60 days. If issued by RTC, 20 days.

Can it be extended?
NO.

 Note that a Special Civil Action is an original action and the RTC, CA and SC have concurrent and original
jurisdiction. However, always follow the principle of HIERARCHY OF COURTS. At this stage where the
NLRC decision is the subject of the certiorari, the RTC does not have jurisdiction because the RTC is of the
same level as the NLRC and the LA is of the same level as the lower courts.

 LEGAL FORM 

Before the LA:


JUAN DE LA CRUZ (COMPLAINANT)
VS
SHOEMART (RESPONDENT)

If both parties appeal:


JUAN DE LA CRUZ (COMPLAINANT-APPELLANT)
VS
SHOEMART (RESPONDENT-APPELLANT)

If SM files a Petition for Certiorari:


SHOEMART (PETITIONER)
VS
JUAN DE LA DRUZ (PRIVATE RESPONDENT)
AND NLRC (PUBLIC RESPONDENT)

- In a certiorari case under Rule 65, there is a need to identify or implead the public respondent
because the petitioner imputes grave abuse of discretion.
- The petition will again be docketed by the CA
- From the NLRC, you should file it directly to the CA because it is an original action.
- The petition should be copy-furnished the other party.
- The NLRC is represented by the OFFICE OF THE SOLICITOR-GENERAL located in Amorsolo,
Makati City.
- Once the petition is filed before the CA, it will require the respondent to file a COMMENT.
The OSG will file the comment for NLRC. The private respondent will also file a comment.
- Thereafter the CA will determine if there is a need for the petitioner to file a REPLY TO THE
COMMENT, ordinarily within an extendible period of 10 days.
 141

- If the CA gives due course to the petition, the CA will require BOTH parties to file their
respective MEMORANDA which is akin to a position paper which summarizes their respective
claims and allegations.
- Thereafter, the case shall be submitted for decision by the CA without prejudice to the prayer
for injunctive writ (TRO or WPI). If the CA believes that the case is meritorious, the CA will
make the TRO permanent.

From the CA, is there still a Motion For Reconsideration?
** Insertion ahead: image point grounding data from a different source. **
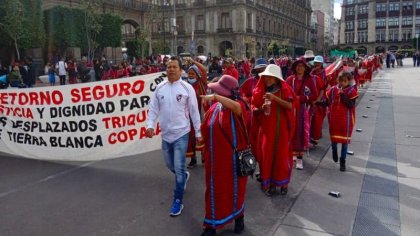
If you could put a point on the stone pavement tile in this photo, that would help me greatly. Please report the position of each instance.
(356, 163)
(314, 202)
(401, 133)
(381, 215)
(409, 206)
(285, 230)
(380, 185)
(407, 119)
(408, 161)
(370, 227)
(378, 201)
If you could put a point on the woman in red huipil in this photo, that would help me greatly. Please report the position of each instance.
(223, 128)
(277, 129)
(318, 113)
(197, 78)
(72, 69)
(305, 90)
(341, 101)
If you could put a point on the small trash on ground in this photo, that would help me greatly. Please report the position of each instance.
(334, 194)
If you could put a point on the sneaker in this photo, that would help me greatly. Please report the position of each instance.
(193, 163)
(187, 177)
(299, 164)
(176, 208)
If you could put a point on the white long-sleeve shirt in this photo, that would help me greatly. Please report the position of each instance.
(174, 104)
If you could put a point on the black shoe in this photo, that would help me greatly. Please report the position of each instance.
(335, 158)
(239, 225)
(192, 163)
(283, 190)
(258, 177)
(342, 164)
(208, 232)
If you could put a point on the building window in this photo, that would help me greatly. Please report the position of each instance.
(199, 24)
(406, 35)
(394, 6)
(349, 37)
(380, 35)
(249, 21)
(393, 35)
(381, 7)
(407, 20)
(350, 11)
(180, 23)
(380, 22)
(225, 21)
(362, 36)
(407, 6)
(363, 9)
(393, 21)
(362, 24)
(349, 25)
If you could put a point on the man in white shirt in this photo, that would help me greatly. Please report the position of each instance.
(62, 71)
(174, 102)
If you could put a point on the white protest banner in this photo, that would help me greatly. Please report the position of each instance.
(80, 122)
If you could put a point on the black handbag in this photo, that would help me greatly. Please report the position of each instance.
(245, 161)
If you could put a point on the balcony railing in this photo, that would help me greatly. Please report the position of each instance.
(223, 1)
(224, 30)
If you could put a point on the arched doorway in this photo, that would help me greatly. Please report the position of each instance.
(392, 48)
(379, 49)
(258, 47)
(225, 48)
(180, 49)
(130, 33)
(362, 50)
(200, 49)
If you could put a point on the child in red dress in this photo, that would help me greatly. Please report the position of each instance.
(341, 100)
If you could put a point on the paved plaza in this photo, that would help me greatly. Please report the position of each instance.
(380, 192)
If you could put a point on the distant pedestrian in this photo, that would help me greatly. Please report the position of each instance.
(62, 70)
(341, 100)
(224, 132)
(174, 102)
(51, 74)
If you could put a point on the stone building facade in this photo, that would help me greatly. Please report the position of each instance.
(218, 27)
(234, 27)
(379, 26)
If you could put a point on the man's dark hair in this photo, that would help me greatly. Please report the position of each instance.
(178, 60)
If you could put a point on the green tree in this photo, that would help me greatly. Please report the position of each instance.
(12, 22)
(33, 24)
(92, 23)
(110, 34)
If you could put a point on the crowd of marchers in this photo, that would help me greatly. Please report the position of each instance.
(276, 107)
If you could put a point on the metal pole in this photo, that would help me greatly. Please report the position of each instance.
(175, 32)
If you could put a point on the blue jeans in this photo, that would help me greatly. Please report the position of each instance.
(174, 155)
(344, 147)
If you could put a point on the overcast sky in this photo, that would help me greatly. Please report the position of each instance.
(337, 8)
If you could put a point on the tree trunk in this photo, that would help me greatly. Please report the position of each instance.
(17, 50)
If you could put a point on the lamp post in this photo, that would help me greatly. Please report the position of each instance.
(174, 46)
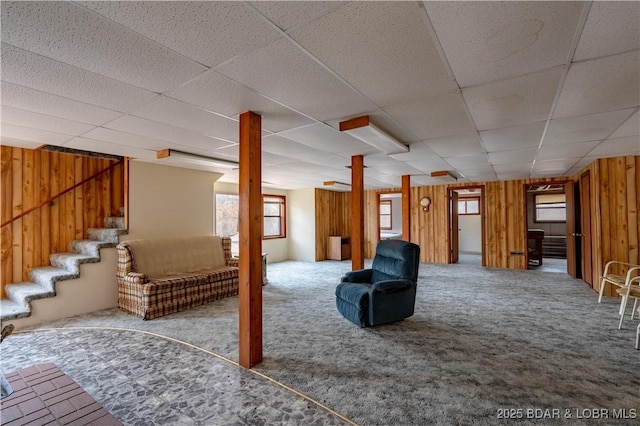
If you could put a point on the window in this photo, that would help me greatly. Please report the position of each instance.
(385, 215)
(274, 216)
(550, 208)
(469, 206)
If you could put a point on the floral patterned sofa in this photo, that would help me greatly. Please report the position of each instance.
(162, 276)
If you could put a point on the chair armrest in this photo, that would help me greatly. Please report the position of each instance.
(391, 286)
(359, 276)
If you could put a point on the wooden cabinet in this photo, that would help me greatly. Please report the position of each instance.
(339, 248)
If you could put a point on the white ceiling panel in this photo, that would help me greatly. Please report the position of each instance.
(612, 27)
(435, 116)
(631, 127)
(392, 66)
(11, 131)
(326, 138)
(584, 128)
(598, 85)
(308, 87)
(209, 32)
(179, 114)
(69, 33)
(488, 41)
(565, 150)
(513, 156)
(43, 122)
(618, 147)
(44, 103)
(47, 75)
(520, 100)
(513, 137)
(450, 146)
(171, 134)
(222, 95)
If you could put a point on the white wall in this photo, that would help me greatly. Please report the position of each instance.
(166, 201)
(302, 213)
(470, 234)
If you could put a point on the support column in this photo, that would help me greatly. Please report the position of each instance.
(357, 212)
(406, 207)
(250, 224)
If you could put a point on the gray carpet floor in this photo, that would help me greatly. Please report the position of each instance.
(483, 344)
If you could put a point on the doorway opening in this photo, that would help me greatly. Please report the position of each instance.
(466, 224)
(547, 227)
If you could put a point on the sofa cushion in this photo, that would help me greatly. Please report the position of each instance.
(162, 257)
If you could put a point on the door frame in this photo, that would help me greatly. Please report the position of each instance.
(483, 224)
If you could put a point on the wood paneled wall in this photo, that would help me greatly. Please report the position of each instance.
(333, 217)
(615, 199)
(31, 177)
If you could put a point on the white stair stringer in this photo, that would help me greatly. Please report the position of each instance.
(85, 288)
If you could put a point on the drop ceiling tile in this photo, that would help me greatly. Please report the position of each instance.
(565, 150)
(450, 146)
(520, 100)
(285, 74)
(513, 156)
(326, 138)
(12, 131)
(612, 27)
(44, 103)
(433, 117)
(393, 66)
(70, 33)
(513, 137)
(489, 41)
(171, 134)
(224, 96)
(598, 85)
(210, 32)
(110, 148)
(47, 75)
(618, 147)
(179, 114)
(585, 127)
(294, 14)
(43, 122)
(631, 127)
(462, 161)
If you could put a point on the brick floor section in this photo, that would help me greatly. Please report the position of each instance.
(44, 395)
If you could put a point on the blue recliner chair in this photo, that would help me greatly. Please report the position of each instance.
(386, 292)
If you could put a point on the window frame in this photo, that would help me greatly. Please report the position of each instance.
(535, 207)
(465, 200)
(283, 216)
(380, 214)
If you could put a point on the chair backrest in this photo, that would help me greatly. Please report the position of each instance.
(396, 259)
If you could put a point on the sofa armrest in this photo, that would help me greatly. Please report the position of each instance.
(360, 276)
(391, 286)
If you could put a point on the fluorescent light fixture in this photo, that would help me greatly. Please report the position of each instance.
(173, 156)
(332, 184)
(444, 176)
(361, 128)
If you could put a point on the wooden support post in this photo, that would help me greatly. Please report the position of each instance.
(251, 217)
(406, 207)
(357, 212)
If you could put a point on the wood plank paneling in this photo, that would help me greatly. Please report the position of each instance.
(31, 177)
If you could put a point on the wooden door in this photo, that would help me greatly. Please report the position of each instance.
(455, 246)
(585, 223)
(573, 231)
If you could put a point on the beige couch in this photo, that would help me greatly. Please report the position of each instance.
(161, 276)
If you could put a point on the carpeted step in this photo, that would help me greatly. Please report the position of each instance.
(10, 309)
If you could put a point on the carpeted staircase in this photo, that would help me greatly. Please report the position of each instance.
(64, 266)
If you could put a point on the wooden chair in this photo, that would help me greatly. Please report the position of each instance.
(632, 289)
(617, 280)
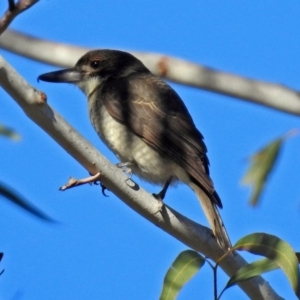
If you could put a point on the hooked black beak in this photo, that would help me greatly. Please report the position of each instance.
(67, 75)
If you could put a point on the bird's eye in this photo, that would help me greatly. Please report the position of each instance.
(95, 64)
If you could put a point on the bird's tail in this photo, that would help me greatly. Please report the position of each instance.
(213, 216)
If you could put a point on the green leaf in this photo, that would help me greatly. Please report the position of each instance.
(261, 165)
(251, 270)
(10, 133)
(182, 270)
(11, 195)
(274, 249)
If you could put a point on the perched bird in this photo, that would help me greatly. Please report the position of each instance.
(146, 124)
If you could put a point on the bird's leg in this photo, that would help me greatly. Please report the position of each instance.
(161, 195)
(125, 168)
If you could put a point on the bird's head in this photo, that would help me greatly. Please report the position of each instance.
(95, 67)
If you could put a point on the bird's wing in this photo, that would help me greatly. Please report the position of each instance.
(154, 111)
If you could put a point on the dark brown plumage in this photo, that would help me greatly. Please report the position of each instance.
(144, 122)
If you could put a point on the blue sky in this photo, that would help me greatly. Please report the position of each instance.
(100, 248)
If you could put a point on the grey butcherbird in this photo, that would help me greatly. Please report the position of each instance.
(146, 124)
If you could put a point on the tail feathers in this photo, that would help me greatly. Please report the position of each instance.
(213, 216)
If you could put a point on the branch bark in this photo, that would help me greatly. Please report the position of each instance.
(195, 236)
(271, 95)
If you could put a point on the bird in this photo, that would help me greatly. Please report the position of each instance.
(145, 123)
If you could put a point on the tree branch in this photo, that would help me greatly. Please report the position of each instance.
(195, 236)
(178, 70)
(13, 10)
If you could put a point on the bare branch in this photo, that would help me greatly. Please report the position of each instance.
(14, 9)
(178, 70)
(195, 236)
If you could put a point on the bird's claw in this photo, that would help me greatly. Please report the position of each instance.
(125, 168)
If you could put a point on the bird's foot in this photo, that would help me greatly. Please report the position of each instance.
(76, 182)
(125, 168)
(160, 203)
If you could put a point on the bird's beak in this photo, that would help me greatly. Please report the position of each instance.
(67, 75)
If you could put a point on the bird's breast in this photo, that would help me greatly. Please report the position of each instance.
(128, 147)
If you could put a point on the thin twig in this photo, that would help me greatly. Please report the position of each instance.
(185, 230)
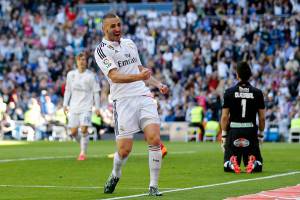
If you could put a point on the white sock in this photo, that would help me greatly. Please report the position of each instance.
(118, 162)
(155, 161)
(84, 141)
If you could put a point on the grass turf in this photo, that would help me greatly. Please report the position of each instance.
(56, 165)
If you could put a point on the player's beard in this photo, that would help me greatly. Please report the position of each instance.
(117, 35)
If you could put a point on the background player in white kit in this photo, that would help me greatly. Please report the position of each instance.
(82, 91)
(134, 108)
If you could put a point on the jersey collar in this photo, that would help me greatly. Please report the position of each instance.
(113, 43)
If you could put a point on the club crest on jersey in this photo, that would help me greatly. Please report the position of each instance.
(112, 48)
(241, 142)
(123, 63)
(106, 62)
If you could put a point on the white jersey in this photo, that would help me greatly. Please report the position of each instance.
(80, 89)
(124, 57)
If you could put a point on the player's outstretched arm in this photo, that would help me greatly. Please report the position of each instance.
(117, 77)
(154, 82)
(67, 94)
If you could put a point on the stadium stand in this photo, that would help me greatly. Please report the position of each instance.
(194, 47)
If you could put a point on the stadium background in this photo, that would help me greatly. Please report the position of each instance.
(193, 46)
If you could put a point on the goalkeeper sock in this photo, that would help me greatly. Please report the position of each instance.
(118, 163)
(77, 137)
(155, 159)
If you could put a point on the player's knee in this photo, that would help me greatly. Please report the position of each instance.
(154, 139)
(124, 153)
(74, 132)
(84, 130)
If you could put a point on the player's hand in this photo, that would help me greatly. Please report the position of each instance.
(260, 137)
(223, 142)
(97, 111)
(66, 110)
(163, 89)
(145, 74)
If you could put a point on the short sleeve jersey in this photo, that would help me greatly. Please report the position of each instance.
(122, 56)
(81, 86)
(243, 101)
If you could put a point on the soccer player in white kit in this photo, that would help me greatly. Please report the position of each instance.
(134, 107)
(82, 91)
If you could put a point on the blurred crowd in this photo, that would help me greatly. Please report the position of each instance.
(194, 49)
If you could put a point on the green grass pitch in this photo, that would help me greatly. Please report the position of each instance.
(54, 173)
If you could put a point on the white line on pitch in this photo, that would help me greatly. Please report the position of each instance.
(208, 186)
(91, 156)
(278, 197)
(75, 187)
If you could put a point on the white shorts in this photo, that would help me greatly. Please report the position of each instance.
(79, 119)
(133, 114)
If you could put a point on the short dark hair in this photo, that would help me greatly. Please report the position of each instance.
(109, 15)
(244, 71)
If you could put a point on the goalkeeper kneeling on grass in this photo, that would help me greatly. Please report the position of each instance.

YES. To be filed within 15 days, which the CA may either grant or deny.

From the CA, is there a remedy?


YES. Appeal by Certiorari under Rules 45 of the Rules of Court to be filed within 15 days from
receipt of the decision of the CA on the ground of pure questions of law. If is involves the application of the
rules or the law, it is a “question of law”.

 The SC is not a trier of facts but factual findings of the SC may be reviewed in exceptional cases.

Will the Appeal by Certiorari under Rule 45 prevent the decision of the CA from becoming final
and executory?
It will become final and executory. But if you file an appeal by certiorari under Rule 45 within the
prescribed period, the decision of the CA will be stayed.

 LEGAL FORM 

If the CA reverses NLRC decision, the caption of the appeal by certiorari under Rule 45 to the SC
shall read:

JUAN DE LA CRUZ (PETITIONER)


VS
SHOEMART (RESPONDENT)

 We do not need to implead the CA as respondent. This is found in Rule 45 Section 4.